The gap between McLaren and the rest of the field in 2025 wasn’t always visible in qualifying. On raw pace, Ferrari and Red Bull were close enough that on any given Saturday, you could reasonably argue they had the faster car. What they didn’t have - and couldn’t manufacture quickly - was the quality of decision-making coming from McLaren’s pit wall.
Andrea Stella has rebuilt something at McLaren that goes beyond the technical. The team’s strategy calls last season were consistently sharper than their rivals, not because they had better data, but because they committed to calls earlier and deviated less when conditions changed mid-race. That sounds simple. In practice, almost every other team struggles with it.
Take the Monaco Grand Prix. When the safety car came out on lap 28, McLaren responded within one lap. Ferrari waited two laps before calling Leclerc in - by which point the window had partially closed. That kind of hesitation isn’t down to bad data; Ferrari’s analysts would have been looking at the same timing sheets. It’s a decision-making culture issue, the tendency to seek one more data point before committing.
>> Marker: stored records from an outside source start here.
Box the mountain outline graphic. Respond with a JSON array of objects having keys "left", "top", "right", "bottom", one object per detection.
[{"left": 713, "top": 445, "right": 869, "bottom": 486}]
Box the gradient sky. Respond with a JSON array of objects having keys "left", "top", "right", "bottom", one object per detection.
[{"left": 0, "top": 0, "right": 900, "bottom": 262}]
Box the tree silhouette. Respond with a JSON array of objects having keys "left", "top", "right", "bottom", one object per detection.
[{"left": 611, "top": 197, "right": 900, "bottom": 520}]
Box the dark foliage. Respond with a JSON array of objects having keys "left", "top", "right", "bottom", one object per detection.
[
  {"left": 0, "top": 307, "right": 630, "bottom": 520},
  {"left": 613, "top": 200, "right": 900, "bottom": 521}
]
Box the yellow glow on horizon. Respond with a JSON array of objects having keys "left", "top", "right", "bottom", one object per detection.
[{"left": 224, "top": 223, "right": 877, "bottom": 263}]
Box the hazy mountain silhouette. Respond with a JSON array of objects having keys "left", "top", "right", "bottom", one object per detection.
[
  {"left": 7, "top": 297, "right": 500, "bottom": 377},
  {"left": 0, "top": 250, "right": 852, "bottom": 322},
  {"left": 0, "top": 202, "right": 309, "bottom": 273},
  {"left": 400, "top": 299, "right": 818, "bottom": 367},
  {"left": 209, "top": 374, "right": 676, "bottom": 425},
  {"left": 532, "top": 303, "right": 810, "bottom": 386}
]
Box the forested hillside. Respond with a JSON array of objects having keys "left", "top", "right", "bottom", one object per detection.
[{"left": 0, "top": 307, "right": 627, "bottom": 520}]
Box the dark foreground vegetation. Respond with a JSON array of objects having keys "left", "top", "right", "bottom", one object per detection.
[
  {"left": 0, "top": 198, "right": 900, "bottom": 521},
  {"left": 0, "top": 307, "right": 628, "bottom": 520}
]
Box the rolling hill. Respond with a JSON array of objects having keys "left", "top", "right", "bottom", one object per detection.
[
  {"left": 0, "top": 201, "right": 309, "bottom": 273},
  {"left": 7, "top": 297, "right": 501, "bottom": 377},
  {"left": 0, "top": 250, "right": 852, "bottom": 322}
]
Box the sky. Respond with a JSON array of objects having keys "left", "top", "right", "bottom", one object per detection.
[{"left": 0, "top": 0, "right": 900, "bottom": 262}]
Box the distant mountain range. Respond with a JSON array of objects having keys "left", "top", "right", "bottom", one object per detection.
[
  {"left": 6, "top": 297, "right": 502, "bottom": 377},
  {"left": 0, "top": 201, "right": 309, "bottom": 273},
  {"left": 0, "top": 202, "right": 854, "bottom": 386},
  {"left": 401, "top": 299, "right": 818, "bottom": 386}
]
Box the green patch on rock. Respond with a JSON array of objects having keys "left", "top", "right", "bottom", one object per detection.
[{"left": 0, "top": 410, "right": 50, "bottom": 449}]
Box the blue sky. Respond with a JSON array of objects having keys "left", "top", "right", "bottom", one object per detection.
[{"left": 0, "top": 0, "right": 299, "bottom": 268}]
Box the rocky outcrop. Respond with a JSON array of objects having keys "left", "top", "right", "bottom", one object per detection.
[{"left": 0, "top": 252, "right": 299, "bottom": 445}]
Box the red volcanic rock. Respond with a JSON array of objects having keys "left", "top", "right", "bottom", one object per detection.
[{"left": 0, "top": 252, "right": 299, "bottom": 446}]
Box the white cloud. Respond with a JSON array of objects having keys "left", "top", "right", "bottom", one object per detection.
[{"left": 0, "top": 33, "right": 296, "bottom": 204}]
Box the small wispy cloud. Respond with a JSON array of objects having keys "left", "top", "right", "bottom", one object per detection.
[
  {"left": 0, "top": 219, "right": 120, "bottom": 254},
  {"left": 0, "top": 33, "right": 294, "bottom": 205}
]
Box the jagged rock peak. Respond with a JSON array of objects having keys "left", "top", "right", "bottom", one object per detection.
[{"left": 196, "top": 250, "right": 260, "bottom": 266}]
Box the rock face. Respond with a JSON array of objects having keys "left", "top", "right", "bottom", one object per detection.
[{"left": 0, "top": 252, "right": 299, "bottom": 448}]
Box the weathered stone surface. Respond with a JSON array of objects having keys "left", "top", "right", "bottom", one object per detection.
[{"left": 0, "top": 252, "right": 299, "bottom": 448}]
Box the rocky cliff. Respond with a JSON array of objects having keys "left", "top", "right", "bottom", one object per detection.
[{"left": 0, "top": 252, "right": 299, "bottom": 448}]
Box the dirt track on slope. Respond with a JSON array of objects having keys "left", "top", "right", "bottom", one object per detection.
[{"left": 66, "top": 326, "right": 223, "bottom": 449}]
Red Bull have had the opposite problem. Under Christian Horner, the team became so reliant on Adrian Newey’s car advantage during the dominant years that their strategic nous was never truly tested. Now that the car is closer to the pack, the strategic weaknesses are visible. Their double-stacking calls have misfired twice in the last two seasons in situations where McLaren, in the same race, got it right.

What Stella Actually Changed
Before Stella took over, McLaren were a team that reacted to races. The shift since late 2023 has been toward setting races up - managing tire windows proactively, gambling on early undercuts when the car had the pace to back it up, and crucially, not second-guessing themselves on the radio when a driver pushed back.
That last part matters more than people acknowledge. When Norris questioned a call in Bahrain this year, the response from the pit wall was clean and firm. The call stood, it worked, and the team dynamic stayed intact. Managing driver-strategy disagreements in real time, without drama bleeding into the next stint, is genuinely hard to do.
Few teams consistently get all three pieces right - the read, the timing, and the execution. McLaren, right now, do. The rest of the grid hasn’t found a structural answer to that yet.